Il Secco da Valleve mi mancava. Il vallone nordest, chiuso tra la cima del Secco e la gemella cima della "Bogia" e solo esteticamente rovinato dalle reti paravalanghe installate qualche anno fa, dai piazzali di Foppolo è talmente evidente e sfacciato da apparire, scialpinisticamente, una grave provocazione.
E' poco battuto e il motivo è evidente: l'avvicinamento sembra fatto apposta per scoraggiare i più. Sono necessari un'oretta di spallaggio, su sentiero a tratti evidente a tratti quasi cancellato e l'ingresso della parte altra del vallone è un intricato collettore di valanghe con salti rocciosi che a seconda della stagione e dell'innevamento si presentano coperti e scoperti.
Si parte da Valleve, l'imbocco del sentiero è segnalato da un grosso segnavia in legno con indicazione "Pegherolo". Bisogna subito fare attenzione perchè appena si arriva nei pressi del bosco, il sentiero si stacca sulla sinistra dalla traccia principale. E' comunque subito contrassegnato da vecchi bolli. Dopo una partenza ripida il sentiero diventa più regolare entrando nella valle della Valenzana. A poche centinaia di metri dalla statale la natura si fa selvaggia. Il bosco si apre, tappeti di bucaneve spuntano dall'erba gialla, un picchio batte ritmico tra gli alberi, una leggera nebbia va e viene mossa dal vento. All'improvviso un grosso cervo con un bel palco ramificato di corna sbuca dal limite della radura. Mi osserva sorpreso, strano bipide dalla cui schiena sbucano corna lunghe e rosse come il fuoco. Annusa l'aria, poi sparisce nel bosco.
Dopo circa mezz'ora di cammino, a quota 1350 trovo la prima consistente lingua di neve, che però è interrotta da un salto roccioso. Nel punto di maggior scarico valanghivo solo un paio di metri restano scoperti e così mi viene l'idea che quello che non è facile salire può essere agevolmente saltato in discesa, sci ai piedi, con un bel landing ripido il giusto.

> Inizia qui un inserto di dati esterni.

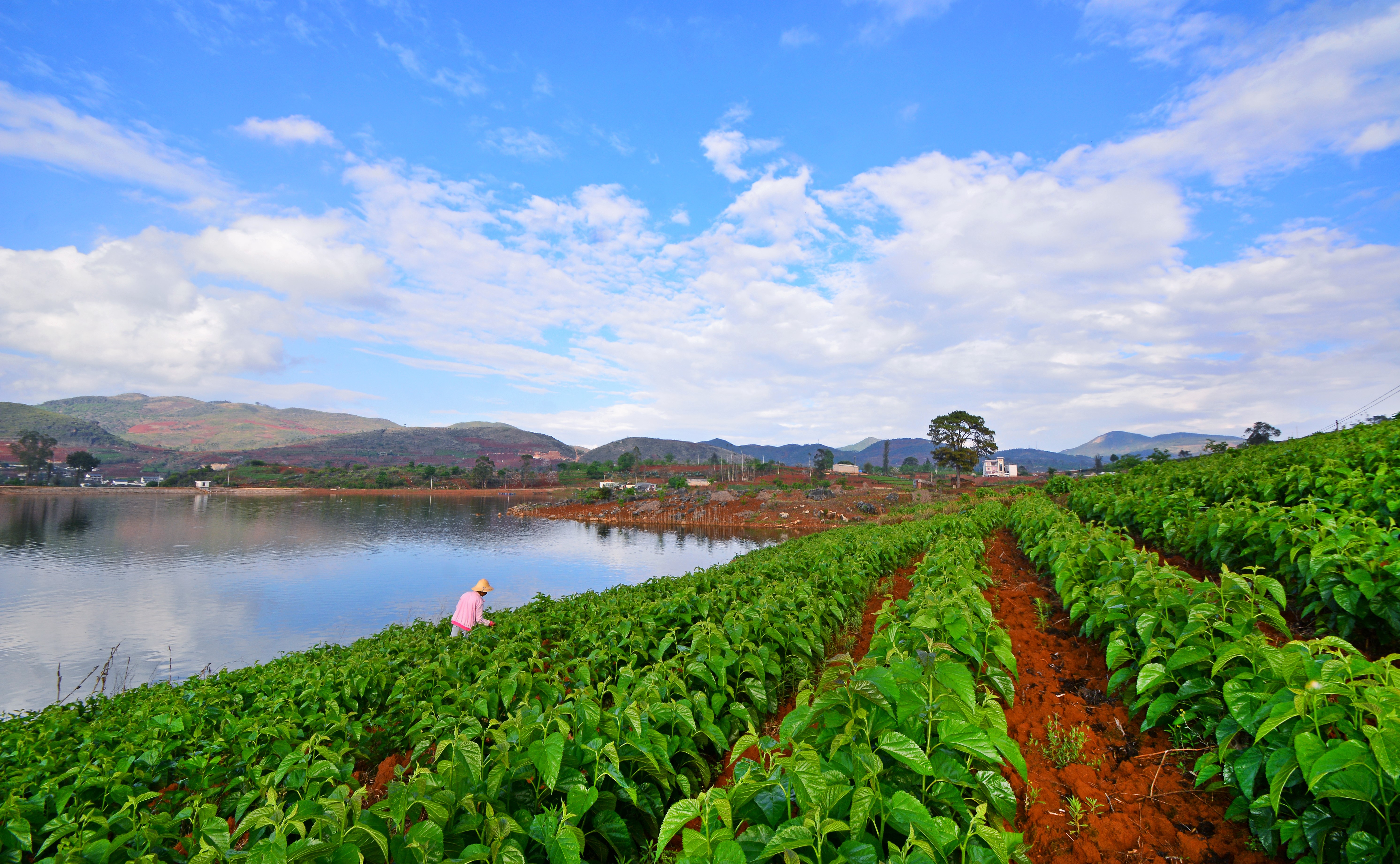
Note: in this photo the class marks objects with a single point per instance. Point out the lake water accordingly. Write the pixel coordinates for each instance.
(191, 582)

La traccia di sentiero, ora incerta, risale sulla destra uno scarico valanghivo laterale. Un branco ci camosci mi vede arrivare e scappa nel bosco, indicandomi gentilmente il punto in cui occorre lasciare il canale roccioso per entrare tra gli alberi. Seguendo le tracce aggiro il salto roccioso e arrivo nei pressi di ruderi di vecchissimi alpeggi.

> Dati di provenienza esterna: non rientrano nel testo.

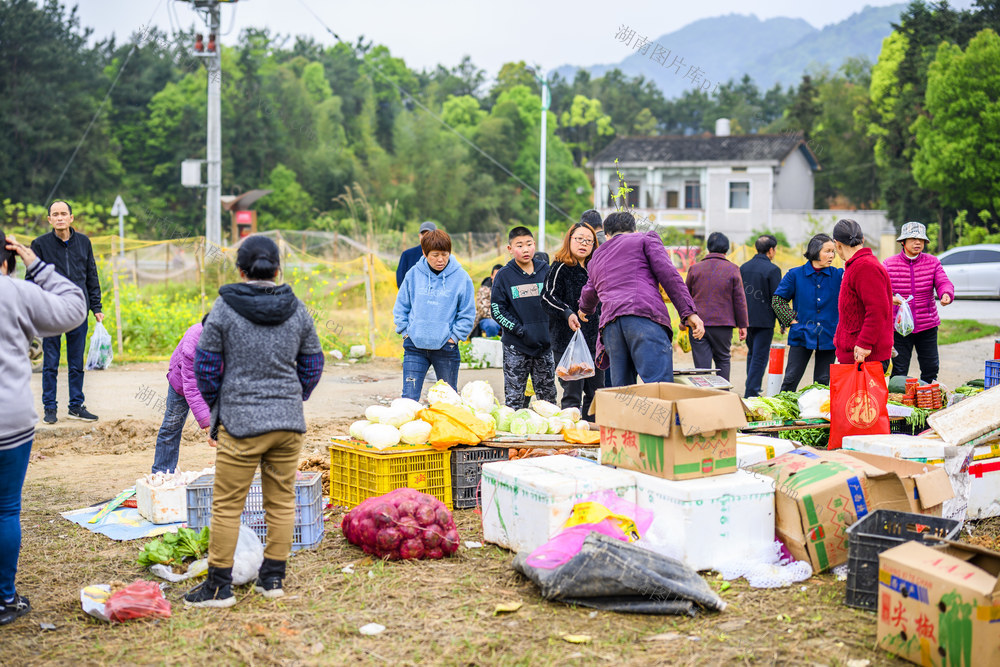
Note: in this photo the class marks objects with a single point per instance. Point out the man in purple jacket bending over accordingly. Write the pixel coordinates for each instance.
(635, 330)
(916, 276)
(182, 394)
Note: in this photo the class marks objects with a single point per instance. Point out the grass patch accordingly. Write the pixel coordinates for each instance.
(957, 331)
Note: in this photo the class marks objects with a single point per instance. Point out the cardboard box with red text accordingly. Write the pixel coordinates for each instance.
(669, 430)
(940, 606)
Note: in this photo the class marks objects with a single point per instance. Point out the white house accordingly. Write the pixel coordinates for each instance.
(723, 183)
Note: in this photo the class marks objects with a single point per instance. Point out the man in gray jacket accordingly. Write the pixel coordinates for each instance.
(49, 307)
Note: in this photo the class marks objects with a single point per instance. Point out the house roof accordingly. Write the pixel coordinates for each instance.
(735, 148)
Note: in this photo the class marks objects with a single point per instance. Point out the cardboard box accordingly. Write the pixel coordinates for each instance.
(669, 430)
(940, 606)
(819, 494)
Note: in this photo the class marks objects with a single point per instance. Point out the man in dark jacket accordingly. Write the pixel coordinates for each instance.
(760, 279)
(71, 253)
(717, 290)
(411, 256)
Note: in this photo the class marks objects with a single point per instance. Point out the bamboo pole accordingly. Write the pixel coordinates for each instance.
(370, 299)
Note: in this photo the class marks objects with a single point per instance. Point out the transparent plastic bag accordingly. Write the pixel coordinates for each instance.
(576, 362)
(904, 318)
(100, 355)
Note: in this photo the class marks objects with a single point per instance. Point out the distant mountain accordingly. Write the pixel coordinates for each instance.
(778, 50)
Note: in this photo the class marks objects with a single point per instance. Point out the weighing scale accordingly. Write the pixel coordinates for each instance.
(706, 378)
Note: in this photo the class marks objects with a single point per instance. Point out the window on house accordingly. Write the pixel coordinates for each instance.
(739, 194)
(692, 194)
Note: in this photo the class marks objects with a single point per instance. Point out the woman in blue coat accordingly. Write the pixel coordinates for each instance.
(806, 302)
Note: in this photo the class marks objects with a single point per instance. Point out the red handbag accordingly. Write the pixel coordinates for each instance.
(858, 396)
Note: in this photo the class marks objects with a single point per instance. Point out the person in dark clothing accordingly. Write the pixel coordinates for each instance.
(760, 280)
(516, 302)
(561, 298)
(813, 289)
(717, 290)
(411, 256)
(593, 218)
(71, 254)
(257, 360)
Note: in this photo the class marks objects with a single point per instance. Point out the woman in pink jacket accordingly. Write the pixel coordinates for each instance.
(182, 394)
(917, 274)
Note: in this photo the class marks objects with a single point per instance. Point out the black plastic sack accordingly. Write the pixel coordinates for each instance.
(618, 576)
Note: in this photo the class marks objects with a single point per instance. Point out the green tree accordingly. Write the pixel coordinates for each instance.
(958, 139)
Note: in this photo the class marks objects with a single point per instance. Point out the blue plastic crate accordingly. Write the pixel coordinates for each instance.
(309, 526)
(992, 373)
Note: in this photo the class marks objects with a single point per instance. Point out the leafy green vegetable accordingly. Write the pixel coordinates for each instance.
(176, 547)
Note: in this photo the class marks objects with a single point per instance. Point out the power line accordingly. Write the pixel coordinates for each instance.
(406, 95)
(97, 113)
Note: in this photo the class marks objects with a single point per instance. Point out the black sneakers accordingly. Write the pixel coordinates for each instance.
(216, 591)
(82, 414)
(270, 579)
(9, 611)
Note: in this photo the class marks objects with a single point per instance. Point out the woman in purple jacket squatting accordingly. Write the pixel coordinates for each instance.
(182, 394)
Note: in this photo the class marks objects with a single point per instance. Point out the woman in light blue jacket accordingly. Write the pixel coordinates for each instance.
(435, 308)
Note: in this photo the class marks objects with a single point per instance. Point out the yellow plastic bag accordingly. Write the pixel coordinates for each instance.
(453, 425)
(684, 340)
(580, 437)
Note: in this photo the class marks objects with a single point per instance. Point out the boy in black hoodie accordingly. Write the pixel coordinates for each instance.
(516, 304)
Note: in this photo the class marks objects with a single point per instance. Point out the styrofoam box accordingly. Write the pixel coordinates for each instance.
(161, 505)
(754, 449)
(527, 502)
(709, 521)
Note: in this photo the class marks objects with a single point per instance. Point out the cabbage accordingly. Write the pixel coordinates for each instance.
(357, 429)
(572, 414)
(478, 396)
(488, 418)
(415, 432)
(544, 408)
(375, 413)
(396, 416)
(442, 392)
(381, 436)
(502, 414)
(408, 405)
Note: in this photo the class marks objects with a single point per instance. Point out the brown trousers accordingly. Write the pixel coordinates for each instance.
(236, 461)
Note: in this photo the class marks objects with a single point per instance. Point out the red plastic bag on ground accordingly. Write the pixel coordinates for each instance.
(140, 599)
(858, 396)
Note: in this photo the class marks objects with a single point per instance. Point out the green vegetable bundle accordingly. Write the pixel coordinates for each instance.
(175, 548)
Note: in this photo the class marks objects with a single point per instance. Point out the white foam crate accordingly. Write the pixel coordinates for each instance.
(161, 505)
(709, 521)
(754, 449)
(526, 502)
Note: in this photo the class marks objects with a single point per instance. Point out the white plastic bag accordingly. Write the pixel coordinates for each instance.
(100, 355)
(576, 362)
(904, 318)
(248, 557)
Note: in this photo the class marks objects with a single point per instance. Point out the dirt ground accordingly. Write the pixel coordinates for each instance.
(435, 612)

Poco più in basso riprendo la lingua nevosa e finalmente calzo gli sci. Sono a quota 1550. All'inizio la salita è disagevole, resti di valanga si alternano a salti rocciosi coperti di neve dove stare in piedi mette a dura a prova il mio equilibrio. Poi finalmente il vallone si apre. In corrispondenza delle ultime macchie di cespugli due galli cedroni si azzuffano furiosamente. Provo a fotografarli e rimpiango il poco zoom della macchina.
Risalgo su pendenze accentuate in 20-30 cm di neve fresca e asciutta che diventano 40 nei pressi della cresta. Gli scarichi laterali delle placconate rocciose non lasciano dubbi sulla pericolosità del luogo, quindi anche se il rischio è dato 2 cerco di tenermi nei luoghi che penso più sicuri. Arrivato in prossimità delle reti paravalanghe le guardo con minore fastidio.
Al colle dove esce il canale Sud, salito anni fa con Giusy, Peggy e il Nazza. entro in una nuvola che mi accompagnerà fino alla croce rovinando la vista dalla vetta.
La discesa dal canalone in compenso è fantastica, in neve fresca profonda e leggera. Occorre solo stare lontani dai resti delle vecchie valanghe che rendono irregolare il fondo.
Quando arrivo alle lingue finali, senza pensarci neppure troppo, mi immetto deciso nello stretto canale che porta al salto, convinto di provare a dropparlo. Ma non faccio i conti con la prospettiva. Arrivato al bordo del salto scopro che il drop è di poco più di un metro di altezza, ma che tra la roccia e la neve si apre una bocca di un paio di metri. Stavolta ci penso un po' più a lungo, poi, sci nello zaino e picca in mano, risalgo i 150 metri di toboga nevoso fino a tornare ai ruderi delle baite, e da lì, per sentiero, all'auto.

foto 1: confine tra gli scarichi valanghivi e il vallone superiore
foto 2: il Pegherolo e verso la cima del Secco
foto 3: il vallone di discesa e traccia nella parte alta meno pendente.